VEGF121 and VEGF165 are vascular endothelial growth factor splice variants that promote the proliferation of endothelial cells and angiogenesis. VEGF165 contains the 44 additional amino acids encoded by exon 7 of the VEGF gene. These amino acids confer upon VEGF165 a heparin binding capability which VEGF121 lacks. 125I-VEGF165 bound to three vascular endothelial growth factor (VEGF) receptors on endothelial cells, while 125I-VEGF121 bound selectively only to the flk-1 VEGF receptor which corresponds to the larger of the three VEGF receptors. The binding of 125I-VEGF121 to flk-1 was not affected by the removal of cell surface heparan sulfates or by heparin. Both VEGF165 and VEGF121 inhibited the binding of 125I-VEGF121 to a soluble extracellular domain of the flk-1 VEGF receptor in the absence of heparin. However, heparin potentiated the inhibitory effect of VEGF165 by 2-3-fold. These results contrast with previous observations which have indicated that the binding of 125I-VEGF165 to the flk-1 receptor is strongly dependent on heparin-like molecules. Further experiments showed that the receptor binding ability of VEGF165 is susceptible to oxidative damage caused by oxidants such as H2O2 or chloramine-T. VEGF121 was also damaged by oxidants but to a lesser extent. Heparin or cell surface heparan sulfates restored the flk-1 binding ability of damaged VEGF165 but not the receptor binding ability of damaged VEGF121. These observations suggest that alternative splicing can generate a diversity in growth factor signaling by determining receptor recognition patterns. They also indicate that the heparin binding ability of VEGF165 may enable the restoration of damaged VEGF165 function in processes such as inflammation or wound healing.

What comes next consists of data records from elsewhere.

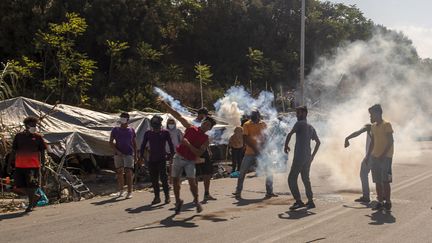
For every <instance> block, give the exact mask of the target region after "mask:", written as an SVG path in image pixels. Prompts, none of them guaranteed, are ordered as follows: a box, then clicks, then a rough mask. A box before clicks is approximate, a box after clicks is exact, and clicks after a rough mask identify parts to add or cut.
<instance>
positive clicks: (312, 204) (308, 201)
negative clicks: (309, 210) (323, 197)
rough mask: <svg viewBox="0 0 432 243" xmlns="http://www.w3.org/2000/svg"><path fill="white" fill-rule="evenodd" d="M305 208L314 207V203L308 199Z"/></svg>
mask: <svg viewBox="0 0 432 243" xmlns="http://www.w3.org/2000/svg"><path fill="white" fill-rule="evenodd" d="M306 208H307V209H311V208H315V203H314V202H313V201H312V200H311V201H308V202H307V203H306Z"/></svg>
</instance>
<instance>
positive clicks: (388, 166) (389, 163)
mask: <svg viewBox="0 0 432 243" xmlns="http://www.w3.org/2000/svg"><path fill="white" fill-rule="evenodd" d="M369 113H370V116H371V120H373V121H375V123H373V124H372V127H371V143H370V147H369V151H368V156H367V157H368V158H369V157H370V160H369V161H370V162H369V163H371V165H370V166H371V170H372V179H373V182H374V183H375V184H376V191H377V196H378V203H377V204H376V205H375V206H374V207H373V210H381V209H383V208H385V209H386V210H390V209H391V207H392V204H391V200H390V195H391V188H390V183H391V182H392V168H391V166H392V159H393V128H392V126H391V124H390V122H388V121H385V120H384V119H383V118H382V113H383V111H382V108H381V105H379V104H376V105H373V106H372V107H370V108H369ZM384 201H385V202H384Z"/></svg>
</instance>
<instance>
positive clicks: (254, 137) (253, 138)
mask: <svg viewBox="0 0 432 243" xmlns="http://www.w3.org/2000/svg"><path fill="white" fill-rule="evenodd" d="M266 128H267V125H266V124H265V123H264V122H263V121H260V122H258V123H254V122H252V121H250V120H249V121H247V122H246V123H245V124H244V125H243V134H244V135H246V136H248V137H249V138H250V141H251V142H252V143H253V144H254V145H255V146H257V147H258V148H259V147H260V146H261V143H262V142H263V141H262V140H263V138H264V130H265V129H266ZM245 155H255V152H254V150H253V149H252V147H250V146H248V145H246V152H245Z"/></svg>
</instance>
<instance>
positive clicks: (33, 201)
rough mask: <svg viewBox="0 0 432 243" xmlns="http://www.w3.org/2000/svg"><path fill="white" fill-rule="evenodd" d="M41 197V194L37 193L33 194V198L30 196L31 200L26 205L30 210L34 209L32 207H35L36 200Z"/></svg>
mask: <svg viewBox="0 0 432 243" xmlns="http://www.w3.org/2000/svg"><path fill="white" fill-rule="evenodd" d="M41 198H42V195H39V194H34V195H33V198H32V202H31V203H30V204H29V206H28V207H30V208H31V209H32V210H33V209H34V207H36V205H37V202H39V200H40V199H41Z"/></svg>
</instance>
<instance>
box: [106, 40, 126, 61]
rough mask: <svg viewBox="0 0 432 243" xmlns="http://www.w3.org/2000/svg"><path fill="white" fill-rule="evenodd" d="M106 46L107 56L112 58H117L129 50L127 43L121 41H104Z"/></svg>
mask: <svg viewBox="0 0 432 243" xmlns="http://www.w3.org/2000/svg"><path fill="white" fill-rule="evenodd" d="M106 45H107V47H108V50H107V54H108V55H109V56H110V57H111V58H113V57H118V56H120V55H121V53H122V52H123V51H124V50H126V49H128V48H129V45H128V43H127V42H122V41H110V40H107V41H106Z"/></svg>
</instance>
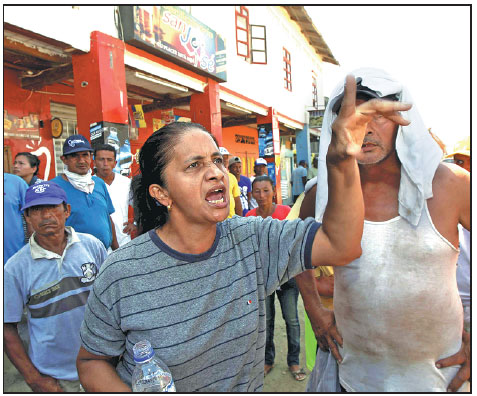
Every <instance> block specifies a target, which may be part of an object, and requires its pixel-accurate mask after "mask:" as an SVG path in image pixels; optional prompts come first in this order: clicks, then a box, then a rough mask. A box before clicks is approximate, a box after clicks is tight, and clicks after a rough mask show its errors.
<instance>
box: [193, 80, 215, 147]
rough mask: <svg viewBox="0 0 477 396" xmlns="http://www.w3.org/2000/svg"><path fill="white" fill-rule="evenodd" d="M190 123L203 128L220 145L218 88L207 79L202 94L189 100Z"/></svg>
mask: <svg viewBox="0 0 477 396" xmlns="http://www.w3.org/2000/svg"><path fill="white" fill-rule="evenodd" d="M190 112H191V119H192V122H196V123H198V124H201V125H202V126H204V127H205V128H206V129H207V130H208V131H209V132H211V133H212V135H214V136H215V138H216V139H217V142H218V143H219V146H221V145H222V113H221V111H220V86H219V83H218V82H217V81H214V80H211V79H209V81H208V85H207V86H206V87H205V89H204V93H197V94H193V95H192V96H191V98H190Z"/></svg>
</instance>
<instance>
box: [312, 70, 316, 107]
mask: <svg viewBox="0 0 477 396" xmlns="http://www.w3.org/2000/svg"><path fill="white" fill-rule="evenodd" d="M311 73H312V75H311V94H312V100H313V104H312V106H313V107H315V108H317V107H318V86H317V85H318V84H317V82H316V73H315V72H314V71H312V72H311Z"/></svg>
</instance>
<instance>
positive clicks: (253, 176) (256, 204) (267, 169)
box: [249, 158, 268, 209]
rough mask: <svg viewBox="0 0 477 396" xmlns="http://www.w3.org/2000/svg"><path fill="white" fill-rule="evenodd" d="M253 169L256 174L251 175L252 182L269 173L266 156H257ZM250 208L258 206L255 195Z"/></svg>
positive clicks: (255, 207)
mask: <svg viewBox="0 0 477 396" xmlns="http://www.w3.org/2000/svg"><path fill="white" fill-rule="evenodd" d="M253 171H254V173H255V175H253V176H251V177H250V183H253V181H254V180H255V178H256V177H258V176H263V175H268V169H267V160H265V159H264V158H257V159H256V160H255V163H254V164H253ZM249 208H250V209H255V208H258V203H257V201H256V200H255V198H254V197H253V196H252V197H251V198H250V205H249Z"/></svg>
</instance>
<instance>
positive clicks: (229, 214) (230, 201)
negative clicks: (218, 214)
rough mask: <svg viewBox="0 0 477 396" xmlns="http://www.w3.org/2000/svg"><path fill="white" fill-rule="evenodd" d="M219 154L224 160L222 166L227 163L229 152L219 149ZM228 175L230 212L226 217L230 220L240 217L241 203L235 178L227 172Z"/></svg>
mask: <svg viewBox="0 0 477 396" xmlns="http://www.w3.org/2000/svg"><path fill="white" fill-rule="evenodd" d="M219 152H220V154H222V158H223V159H224V164H228V163H229V156H230V153H229V150H227V149H226V148H225V147H219ZM227 173H228V175H229V195H230V201H229V202H230V208H229V210H230V212H229V216H228V217H227V218H228V219H230V218H231V217H233V216H234V215H238V216H242V214H243V213H242V212H243V210H242V202H241V201H240V188H239V186H238V181H237V178H236V177H235V176H234V175H233V174H232V173H230V172H229V171H228V170H227Z"/></svg>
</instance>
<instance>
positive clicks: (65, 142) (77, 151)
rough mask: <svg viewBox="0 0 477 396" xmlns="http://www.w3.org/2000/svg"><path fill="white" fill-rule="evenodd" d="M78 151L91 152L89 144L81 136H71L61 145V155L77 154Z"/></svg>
mask: <svg viewBox="0 0 477 396" xmlns="http://www.w3.org/2000/svg"><path fill="white" fill-rule="evenodd" d="M79 151H91V152H93V151H94V150H93V149H92V148H91V144H90V143H89V141H88V139H86V138H85V137H84V136H83V135H71V136H68V138H67V139H66V140H65V143H63V155H68V154H73V153H77V152H79Z"/></svg>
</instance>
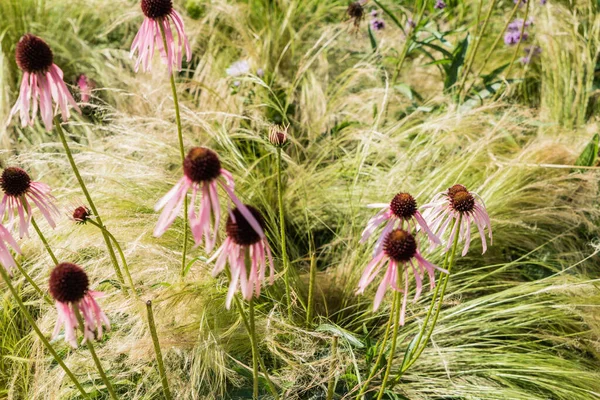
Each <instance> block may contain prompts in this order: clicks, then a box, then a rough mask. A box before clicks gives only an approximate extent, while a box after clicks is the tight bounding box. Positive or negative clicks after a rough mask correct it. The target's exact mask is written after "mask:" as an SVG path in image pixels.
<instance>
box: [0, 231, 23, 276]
mask: <svg viewBox="0 0 600 400" xmlns="http://www.w3.org/2000/svg"><path fill="white" fill-rule="evenodd" d="M9 246H10V247H12V248H13V250H14V251H15V252H17V253H18V254H21V248H20V247H19V245H18V244H17V241H16V240H15V239H14V238H13V237H12V235H11V234H10V231H9V230H8V229H6V228H5V227H4V225H2V224H0V268H2V267H4V268H5V269H6V271H7V272H8V274H9V275H12V272H11V271H12V268H14V267H16V264H15V260H14V258H13V257H12V255H11V254H10V249H9Z"/></svg>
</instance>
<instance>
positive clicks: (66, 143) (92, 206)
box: [54, 117, 127, 292]
mask: <svg viewBox="0 0 600 400" xmlns="http://www.w3.org/2000/svg"><path fill="white" fill-rule="evenodd" d="M54 126H55V127H56V131H57V132H58V136H59V137H60V141H61V142H62V145H63V147H64V148H65V153H66V154H67V158H68V159H69V164H71V169H72V170H73V173H74V174H75V177H76V178H77V181H78V182H79V186H81V190H82V191H83V194H84V195H85V198H86V199H87V201H88V203H89V205H90V208H91V209H92V212H93V213H94V215H95V216H96V219H97V220H98V224H99V225H100V226H102V227H104V224H103V223H102V218H100V214H99V213H98V209H97V208H96V205H95V204H94V200H92V196H90V192H88V190H87V187H86V186H85V182H84V181H83V179H82V178H81V174H80V173H79V169H78V168H77V164H75V159H74V158H73V154H72V153H71V149H70V148H69V144H68V143H67V139H66V137H65V133H64V131H63V129H62V127H61V126H60V121H59V120H58V118H57V117H54ZM102 236H103V237H104V242H105V243H106V248H107V249H108V254H109V255H110V259H111V261H112V263H113V267H114V269H115V273H116V274H117V278H118V279H119V282H120V283H121V284H124V283H125V281H124V280H123V274H122V273H121V268H120V267H119V263H118V261H117V256H116V254H115V250H114V249H113V247H112V244H111V242H110V238H109V237H108V235H107V234H106V231H105V230H103V231H102ZM123 290H124V291H125V292H126V291H127V290H126V289H125V287H123Z"/></svg>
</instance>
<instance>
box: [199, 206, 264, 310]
mask: <svg viewBox="0 0 600 400" xmlns="http://www.w3.org/2000/svg"><path fill="white" fill-rule="evenodd" d="M245 207H246V209H247V210H249V211H250V213H251V215H252V217H253V218H254V220H256V221H258V222H259V224H260V226H261V228H262V229H264V226H265V225H264V220H263V217H262V215H261V214H260V212H259V211H258V210H257V209H256V208H254V207H252V206H249V205H246V206H245ZM226 231H227V238H226V239H225V241H224V242H223V245H221V247H220V248H219V249H218V250H217V251H216V252H215V254H214V255H213V257H211V259H210V260H209V263H211V262H212V261H214V260H216V263H215V268H214V269H213V276H217V275H218V274H219V273H221V272H222V271H223V270H224V269H225V265H226V264H227V262H229V271H230V272H231V280H230V283H229V289H228V291H227V298H226V302H225V307H226V308H227V309H229V308H230V307H231V300H232V299H233V296H234V295H235V292H236V290H237V288H238V286H239V288H240V291H241V292H242V297H243V298H244V299H245V300H251V299H252V296H254V297H259V296H260V289H261V286H262V284H263V282H264V281H265V275H266V269H267V259H268V261H269V268H270V275H269V284H271V285H272V284H273V274H274V269H273V257H272V256H271V250H270V249H269V244H268V243H267V239H266V238H264V237H261V236H260V235H259V234H258V233H257V232H256V230H255V229H254V228H253V227H252V225H251V224H250V223H249V221H248V219H247V218H245V216H244V214H243V213H242V212H241V211H240V209H239V208H235V209H233V211H231V212H230V214H229V217H228V218H227V226H226ZM246 257H249V260H246ZM248 268H249V269H248Z"/></svg>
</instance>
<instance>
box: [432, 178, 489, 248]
mask: <svg viewBox="0 0 600 400" xmlns="http://www.w3.org/2000/svg"><path fill="white" fill-rule="evenodd" d="M422 208H424V209H426V211H425V212H424V217H425V219H426V220H427V222H428V223H429V226H430V227H431V230H432V231H433V232H434V233H436V234H437V235H438V236H439V237H442V235H444V233H445V231H446V229H448V228H449V227H451V225H453V226H452V230H451V232H450V236H449V237H448V240H447V243H446V251H448V250H449V249H450V247H451V246H452V243H453V242H454V238H455V237H456V235H459V236H458V240H459V241H463V242H464V247H463V252H462V255H463V257H464V256H465V255H466V254H467V252H468V251H469V245H470V243H471V223H475V225H476V226H477V230H478V231H479V236H481V246H482V248H483V251H482V253H485V251H486V250H487V243H486V240H485V232H484V231H485V228H487V230H488V235H489V238H490V244H491V242H492V224H491V222H490V217H489V215H488V213H487V210H486V208H485V204H484V203H483V200H482V199H481V197H480V196H479V195H478V194H477V193H474V192H469V191H468V190H467V188H466V187H465V186H463V185H454V186H452V187H451V188H449V189H448V190H447V191H445V192H442V193H438V194H437V195H435V197H434V198H433V200H432V201H431V203H429V204H426V205H424V206H423V207H422Z"/></svg>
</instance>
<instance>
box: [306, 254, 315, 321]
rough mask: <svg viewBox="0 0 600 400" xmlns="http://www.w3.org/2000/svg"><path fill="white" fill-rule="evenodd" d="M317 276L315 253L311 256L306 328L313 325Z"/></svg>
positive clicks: (310, 260)
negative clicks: (306, 326)
mask: <svg viewBox="0 0 600 400" xmlns="http://www.w3.org/2000/svg"><path fill="white" fill-rule="evenodd" d="M316 275H317V257H316V255H315V254H314V253H313V254H311V256H310V272H309V280H308V302H307V303H308V304H307V306H306V326H310V324H312V313H313V308H314V302H315V278H316Z"/></svg>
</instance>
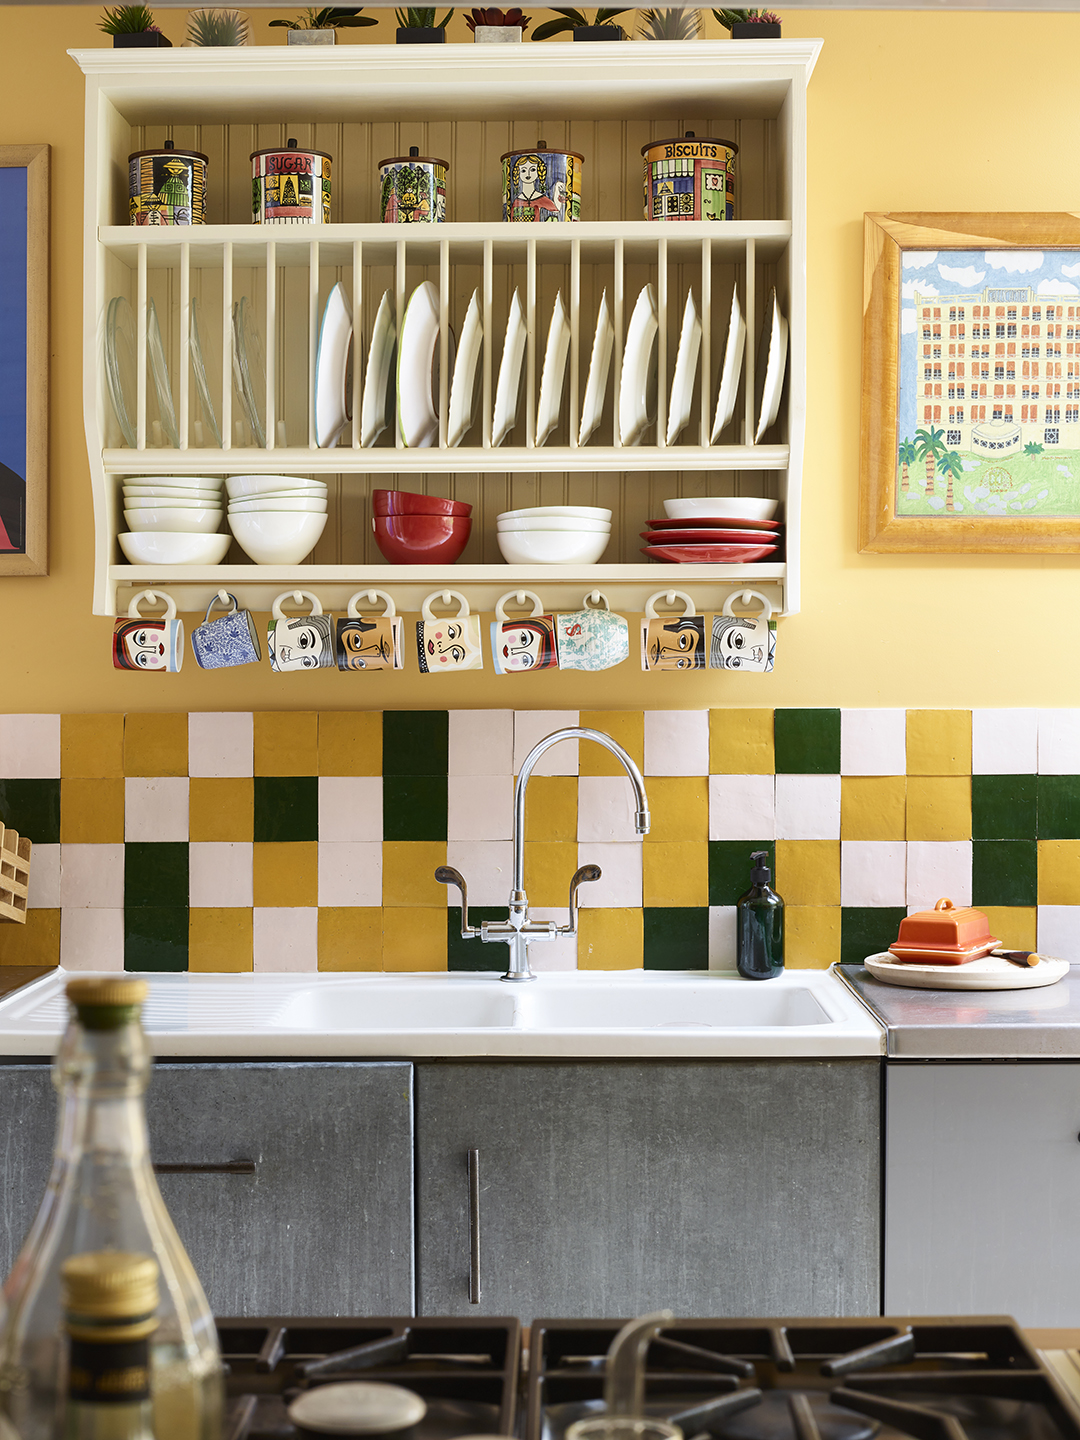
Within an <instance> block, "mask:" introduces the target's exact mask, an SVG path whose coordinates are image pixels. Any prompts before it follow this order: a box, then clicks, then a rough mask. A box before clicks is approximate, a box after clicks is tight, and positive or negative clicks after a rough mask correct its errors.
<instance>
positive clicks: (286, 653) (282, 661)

Platelet factor-4 inhibits the mitogenic activity of VEGF121 and VEGF165 using several concurrent mechanisms.

The 121-amino acid form of vascular endothelial growth factor (VEGF121) and the 165-amino acid form (VEGF165) are mitogenic for vascular endothelial cells and induce angiogenesis in vivo. VEGF165 possesses a heparin binding ability and in the absence of heparin-like molecules does not bind efficiently to the VEGF receptors of vascular endothelial cells. The binding of 125I-VEGF165 to the VEGF receptors of endothelial cells, and the heparin-dependent binding of 125I-VEGF165 to a soluble extracellular domain of the VEGF receptor KDR/flk-1, were inhibited by the angiogenesis inhibitor platelet factor-4 (PF4). In contrast, PF4 was not able to inhibit the binding of VEGF121, a VEGF isoform which lacks a heparin binding capacity, to the VEGF receptors of the cells or to KDR/flk-1. These results indicate that PF4 may inhibit VEGF165 binding to VEGF receptors by disrupting the interaction of VEGF165 with cell surface heparan sulfates. Since PF4 mutants lacking a heparin binding ability retain their anti-angiogenic activity, alternative inhibitory mechanisms were also examined. 125I-PF4 bound with high affinity (Kd 5 x 10(-9) M) to VEGF165-coated wells. The binding of 125I-PF4 to the VEGF165-coated wells was inhibited by several types of heparin binding proteins, including unlabeled PF4 and unlabeled VEGF165. The binding was not inhibited by proteins which lack a heparin binding capacity, nor was it inhibited by VEGF121. Heparinase did not inhibit the binding of 125I-PF4 to VEGF165, indicating that heparin-like molecules are not required. These experiments suggest that PF4 can bind to heparin binding proteins such as VEGF165 leading to an inhibition of their receptor binding ability. In agreement with these results, we have observed that PF4 inhibits efficiently the VEGF165 induced proliferation of vascular endothelial cells. Unexpectedly, PF4 also inhibited efficiently the VEGF121-induced proliferation of the cells, indicating that PF4 can disrupt VEGF receptor mediated signal transduction using an unknown mechanism which does not interfere with VEGF121 binding.